The recoil pad is a special point of pride.  Many fancy guns have rosewood endcaps on the forearm.  I stepped it up a notch and added a sugar maple spacer to increase the length of pull and to provide a bigger butt-plate so I could install a Classic Magnum Pacmayr recoil pad.  Guns are like boats and women.  Some are built for speed. Some are built for comfort.  A few rare, fine individuals excel at both.  This gun clearly comes down on the comfort side of the scales.

Family Budgets 

Mil surplus projects work for me because each additional part can be purchased for about $30. My wife and I have a rule: I can buy a new toy without first consulting with her if it is less than $100 and I have the money in my checking account. MidwayUSA charges $9.00 to ship to my zipcode. Let's see, 3 parts at $30 and $9 shipping...that is $99. 


Signs from the Cosmos do not come any clearer than that. 

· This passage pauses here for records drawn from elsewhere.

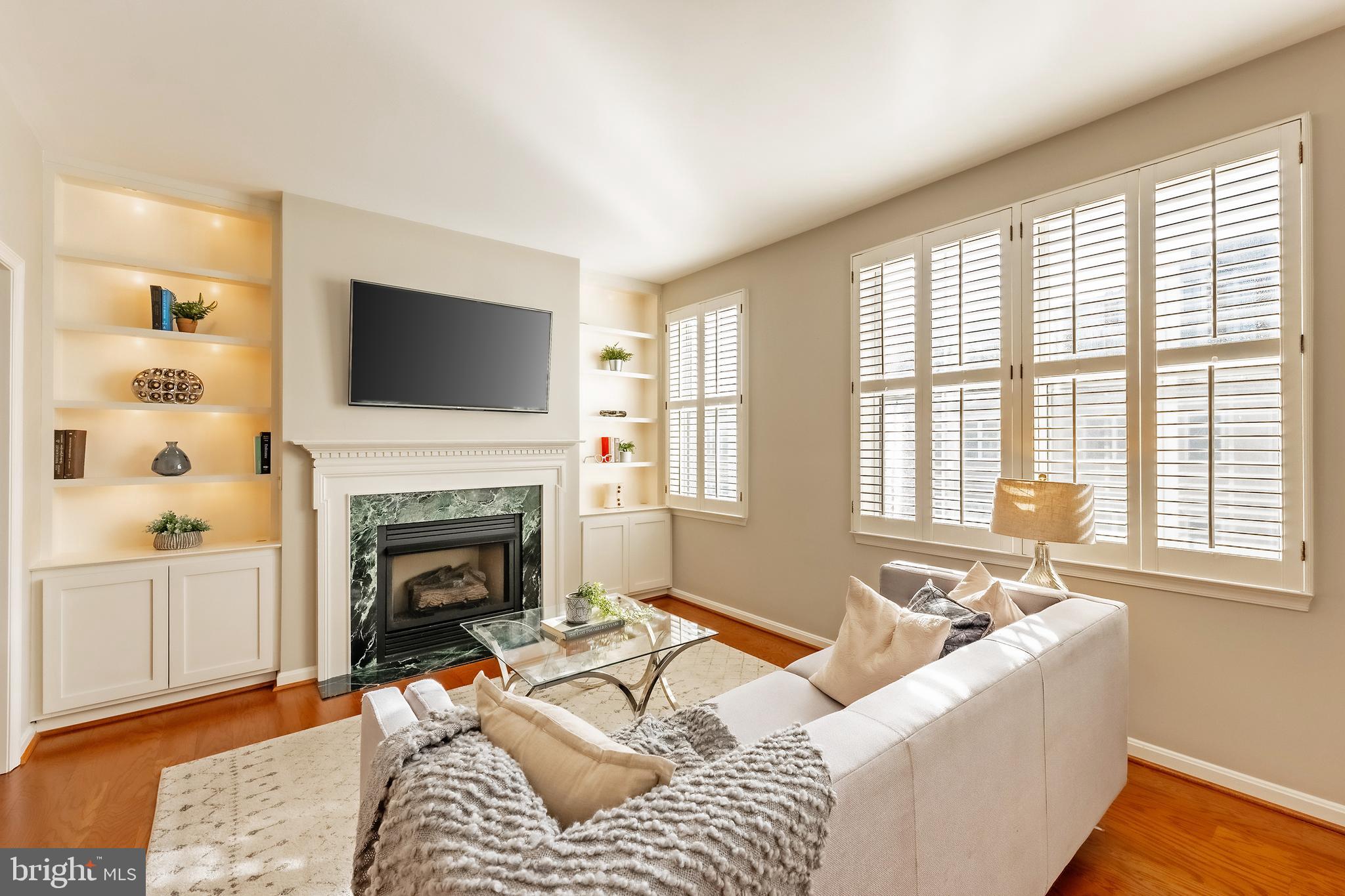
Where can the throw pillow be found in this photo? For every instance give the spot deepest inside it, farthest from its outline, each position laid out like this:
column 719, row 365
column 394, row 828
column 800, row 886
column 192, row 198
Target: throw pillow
column 880, row 643
column 967, row 625
column 984, row 593
column 573, row 767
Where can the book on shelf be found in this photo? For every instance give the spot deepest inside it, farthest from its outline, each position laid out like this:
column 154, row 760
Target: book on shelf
column 160, row 308
column 261, row 453
column 557, row 629
column 69, row 454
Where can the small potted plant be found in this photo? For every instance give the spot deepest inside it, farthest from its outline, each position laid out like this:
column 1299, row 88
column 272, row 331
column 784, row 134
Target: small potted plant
column 174, row 532
column 190, row 313
column 615, row 356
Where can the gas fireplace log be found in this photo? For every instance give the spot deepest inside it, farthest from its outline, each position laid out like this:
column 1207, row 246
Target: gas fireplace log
column 447, row 586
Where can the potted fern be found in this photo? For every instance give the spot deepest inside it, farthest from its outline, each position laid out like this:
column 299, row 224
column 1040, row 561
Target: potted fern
column 190, row 313
column 615, row 356
column 174, row 532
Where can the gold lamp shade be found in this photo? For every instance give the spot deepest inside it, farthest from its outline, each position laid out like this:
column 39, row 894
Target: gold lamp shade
column 1044, row 511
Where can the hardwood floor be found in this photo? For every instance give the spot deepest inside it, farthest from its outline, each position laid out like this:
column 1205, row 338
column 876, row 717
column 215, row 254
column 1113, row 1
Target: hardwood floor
column 1164, row 834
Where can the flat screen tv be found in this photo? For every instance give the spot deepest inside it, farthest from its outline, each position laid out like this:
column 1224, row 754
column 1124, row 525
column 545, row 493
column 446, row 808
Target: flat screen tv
column 426, row 350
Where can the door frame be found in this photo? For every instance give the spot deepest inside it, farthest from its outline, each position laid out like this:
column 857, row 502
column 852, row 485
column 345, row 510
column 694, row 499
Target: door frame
column 12, row 726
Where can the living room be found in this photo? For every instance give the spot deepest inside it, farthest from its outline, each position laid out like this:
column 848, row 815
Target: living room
column 912, row 421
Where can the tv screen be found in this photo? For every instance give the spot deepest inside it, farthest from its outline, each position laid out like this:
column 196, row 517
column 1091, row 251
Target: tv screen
column 424, row 350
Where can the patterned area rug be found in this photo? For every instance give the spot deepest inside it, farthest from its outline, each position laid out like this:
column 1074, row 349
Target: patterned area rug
column 278, row 817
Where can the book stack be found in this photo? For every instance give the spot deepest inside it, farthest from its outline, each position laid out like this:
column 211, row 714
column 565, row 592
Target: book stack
column 261, row 453
column 69, row 452
column 160, row 308
column 557, row 629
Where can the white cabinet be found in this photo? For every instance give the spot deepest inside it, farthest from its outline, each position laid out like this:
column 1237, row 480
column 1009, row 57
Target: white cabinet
column 128, row 630
column 221, row 618
column 630, row 553
column 104, row 636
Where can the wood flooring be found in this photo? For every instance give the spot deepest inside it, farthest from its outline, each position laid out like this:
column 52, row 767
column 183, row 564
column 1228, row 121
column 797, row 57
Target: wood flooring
column 96, row 786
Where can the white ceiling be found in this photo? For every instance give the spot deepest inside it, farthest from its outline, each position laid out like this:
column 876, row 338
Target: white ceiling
column 648, row 139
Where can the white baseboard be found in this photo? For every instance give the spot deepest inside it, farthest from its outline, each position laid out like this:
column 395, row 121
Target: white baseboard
column 294, row 676
column 753, row 620
column 1285, row 797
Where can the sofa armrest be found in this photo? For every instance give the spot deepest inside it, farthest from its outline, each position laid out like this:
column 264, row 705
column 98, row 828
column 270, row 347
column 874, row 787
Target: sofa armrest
column 382, row 712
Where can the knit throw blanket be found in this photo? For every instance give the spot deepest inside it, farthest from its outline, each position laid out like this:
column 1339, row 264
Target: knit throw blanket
column 447, row 812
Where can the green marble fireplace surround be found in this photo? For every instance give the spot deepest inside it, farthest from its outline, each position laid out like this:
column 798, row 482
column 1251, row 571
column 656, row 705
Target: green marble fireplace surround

My "Mouser" is a near perfect Billy-Bob gun. It looks like a beater mil-surp gun but is a joy to shoot. A big part of the fun is to be able to shoot it often. 


The next logical step was to get into reloading. Except for the press, everything comes in $12 and $20 bites. The current load of choice is a 175 Sierra softpoint in Prvi Partizan Brass with an ample charge of IMR 4895. Life is beautiful.

Grandpa Ed

My friend Ed heard that I was reloading. Ed works at an auction house. He picked up 5 large cardboard boxes of reloading supplies for a song at one of the auctions he was working and came over to drop them off.  

I asked him if he wanted to shoot the project gun.  

"You bet!" He said. "I never turn down a chance to burn other people's ammo." 

So we stepped out onto the deck. "Its a good thing you called because it gave me a chance to set up. I generally sit in that chair and rest the gun across the rail. Just aim at the nail in the center of the paper plate that is nailed to that 8" chunk of fire wood." I point at a chunk of elm sitting in the middle of the yard, strategically positioned in front of a huge pile of dirt. 

"I don't need no stinking rest." Ed said. He shouldered the gun, squinted down the barrel and fired. He racked up another and shot again. 

 "You should have used the rest, you missed both times." I said.  

 "No, I don't think I missed." Ed said.  

I pointed at the paper plate. "I don't see any holes in the plate." I said. 

"I wasn't aiming at that plate. That one was too close. I was aiming at the other plate." Ed said. 

"What other plate? What are you talking about?" I asked. 

"That one." he said, pointing at a pile of firewood my brother Jim had shredded with his 44 magnum. I had dumped them over yonder, next to the pasture fence. 

Yup, sure enough, you could still see part of the paper plate nailed to one of them.  

Ed put down the gun and we strolled over to the pile of dead elm.  

 He missed the paper plate but did not miss the stock tank that was right behind it. There were 2 holes in the front of the tank and the back was split from top-to-bottom.  

Proof that proper reloading components and technique can turn a $99 Mouser into an devastatingly effective anti-tank weapon.